Yargıtay Kararı 15. Hukuk Dairesi 2014/1341 E. 2014/7244 K. 15.12.2014 T.

YARGITAY KARARI
DAİRE : 15. Hukuk Dairesi
ESAS NO : 2014/1341
KARAR NO : 2014/7244
KARAR TARİHİ : 15.12.2014

Mahkemesi :İzmir 9. Asliye Ticaret Mahkemesi
Tarihi :24.12.2013
Numarası :2012/158-2013/416

Yukarıda tarih ve numarası yazılı hükmün duruşmalı olarak temyizen tetkiki davalı vekili tarafından istenmiş olmakla duruşma için tayin edilen günde davacılar vekili gelmedi. Davalı vekili Avukat … geldi. Temyiz dilekçesinin süresi içinde verildiği anlaşıldıktan ve hazır bulunan davalı avukatı dinlendikten sonra vaktin darlığından ötürü işin incelenerek karara bağlanması başka güne bırakılmıştı. Bu kere dosyadaki kağıtlar okunduktan sonra işin gereği konuşulup düşünüldü:
– K A R A R –
Dava, eser sözleşmesinden kaynaklanan kira kaybı, eksik ve ayıplı imalât, cezai şart, eksik ve ayıplı imalât nedeniyle oluşan değer kaybı, sözleşmede öngörülenden farklı malzeme kullanılması nedeniyle malzeme farkı bedeli ve kâr kaybının tazmini istemlerine ilişkin olup, mahkemece davanın kabulüne dair verilen karar davalı vekilince temyiz edilmiştir.

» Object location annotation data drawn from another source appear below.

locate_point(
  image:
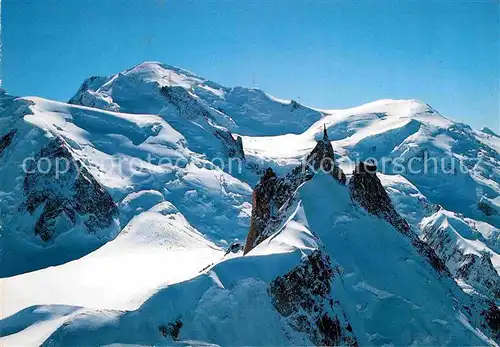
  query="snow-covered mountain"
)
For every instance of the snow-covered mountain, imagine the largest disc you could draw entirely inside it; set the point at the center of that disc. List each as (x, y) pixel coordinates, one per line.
(135, 229)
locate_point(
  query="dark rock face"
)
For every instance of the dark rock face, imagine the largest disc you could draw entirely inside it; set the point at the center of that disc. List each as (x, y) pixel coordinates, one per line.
(272, 192)
(303, 296)
(322, 157)
(484, 207)
(171, 329)
(64, 189)
(6, 140)
(491, 315)
(367, 190)
(189, 108)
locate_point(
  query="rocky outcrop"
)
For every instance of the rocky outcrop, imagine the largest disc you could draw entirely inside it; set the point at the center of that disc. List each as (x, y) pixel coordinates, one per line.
(322, 158)
(304, 297)
(273, 192)
(63, 193)
(171, 329)
(367, 190)
(6, 140)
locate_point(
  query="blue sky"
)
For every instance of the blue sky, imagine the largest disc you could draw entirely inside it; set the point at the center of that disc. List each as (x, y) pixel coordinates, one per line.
(330, 54)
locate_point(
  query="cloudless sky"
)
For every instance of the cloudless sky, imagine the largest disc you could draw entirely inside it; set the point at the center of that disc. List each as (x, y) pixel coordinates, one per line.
(329, 54)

Davacı iş sahipleri vekili dava dilekçesinde; cezai şart alacağı, kira kaybı tazminatı, eksik ve ayıpların giderilmesi bedeli, sözleşmesine aykırı olarak kullanılan farklı malzemelerden dolayı eksik ve ayıp giderim bedeli haricinde kalan gelir kaybı bedeli ve genel olarak gelir kaybı kalemlerinden doğan 100.000,00 TL tazminatın davalı şirketten tahsiline karar verilmesini talep etmiş; mahkemece alınan bilirkişi raporlarında bu bedelin çok üzerinde bir rakam ortaya çıktığı görüşüyle alacak kalemlerinden hangisi için ne kadarlık bir talepte bulunduğu davacı tarafa açıklattırılmadan davanın kabulü yoluna gidilmiştir. Mevcut haliyle, mahkemece hüküm altına alınan 100.000,00 TL’nin ne kadarlık kısmının cezai şart alacağı, ne kadarlık kısmının kira tazminatı, ne kadarlık kısmının gelir kaybı ve ne kadarlık kısmının eksik ve ayıplı işler bedeli olduğu belirlenememektedir.

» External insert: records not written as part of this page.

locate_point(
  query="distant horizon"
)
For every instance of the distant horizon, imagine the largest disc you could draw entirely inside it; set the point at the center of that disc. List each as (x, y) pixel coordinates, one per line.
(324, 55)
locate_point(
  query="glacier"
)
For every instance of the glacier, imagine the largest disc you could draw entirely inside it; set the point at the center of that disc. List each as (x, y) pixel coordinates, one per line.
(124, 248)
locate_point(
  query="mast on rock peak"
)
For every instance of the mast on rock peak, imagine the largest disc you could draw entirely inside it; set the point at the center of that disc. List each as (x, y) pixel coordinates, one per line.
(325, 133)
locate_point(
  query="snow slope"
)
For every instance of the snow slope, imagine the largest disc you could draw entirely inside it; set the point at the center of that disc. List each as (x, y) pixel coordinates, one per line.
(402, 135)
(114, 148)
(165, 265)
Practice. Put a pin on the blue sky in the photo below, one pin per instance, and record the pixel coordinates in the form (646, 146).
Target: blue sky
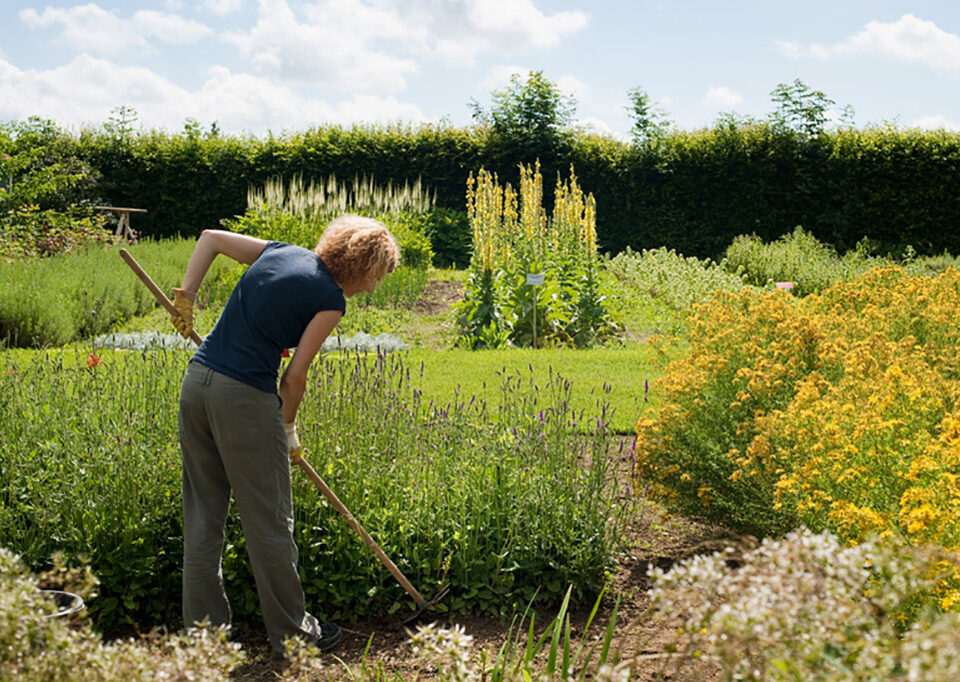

6100 sayılı Hukuk Muhakemeleri Kanunu’nun 297. maddesi uyarınca gerekçeli kararda; tarafların iddia ve savunmalarının özeti, anlaştıkları ve anlaşamadıkları hususlar, çekişmeli vakıalar hakkında toplanan deliller, delillerin tartışılması ve değerlendirilmesi, sabit görülen vakıalarla bunlardan çıkarılan sonuç ve hukuki sebeplerin gösterilmesi, hükmün sonuç kısmında da, gerekçeye ait herhangi bir söz tekrar edilmeksizin, taleplerden her biri hakkında verilen hükümle, taraflara yüklenen borç ve tanınan hakların, sıra numarası altında; açık, şüphe ve tereddüt uyandırmayacak şekilde gösterilmesi zorunludur.

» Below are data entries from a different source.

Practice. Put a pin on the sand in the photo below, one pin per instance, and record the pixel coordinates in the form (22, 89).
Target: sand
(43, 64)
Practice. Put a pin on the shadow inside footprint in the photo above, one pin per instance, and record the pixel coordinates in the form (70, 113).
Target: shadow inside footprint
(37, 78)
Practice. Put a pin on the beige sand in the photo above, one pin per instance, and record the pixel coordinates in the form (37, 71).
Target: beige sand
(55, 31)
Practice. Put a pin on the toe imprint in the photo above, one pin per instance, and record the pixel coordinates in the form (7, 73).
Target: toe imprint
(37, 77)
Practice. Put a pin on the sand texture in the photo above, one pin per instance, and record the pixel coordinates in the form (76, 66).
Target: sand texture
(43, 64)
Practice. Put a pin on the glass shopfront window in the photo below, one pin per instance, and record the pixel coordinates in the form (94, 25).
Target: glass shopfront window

Mahkemece verilen kararda, yargılama sırasında davacı tarafa talebinin hangi kısmının ne kadarlık bir alacağa tekabül ettiği açıklattırılmadığından, davaya konu edilen alacak kalemlerinden hangilerinin neden kabul edildiği, varsa hangilerinin hangi nedenle reddedildiği belirlenememektedir. Daha basit ifadeyle, davada mahkemece hüküm altına alınan alacak kalemlerinin ne kadarlık kısmının davacının hangi talebine ilişkin olduğu açıklanmamıştır. Bu nedenle, hükmün ve gerekçesinin 6100 sayılı Hukuk Muhakemeleri Kanunu’nun 297. maddelerinde gösterilen şartları taşımadığı açıktır.
Buna göre; mahkemece, davacı taraftan dava dilekçesini açıklaması istenmeden, hangi talebin ne kadarlık kısmının kabul edildiği belirlenmeden, yukarıda açıklanan ilkelere uygun düşmeyen şekilde hüküm kurulması doğru değildir.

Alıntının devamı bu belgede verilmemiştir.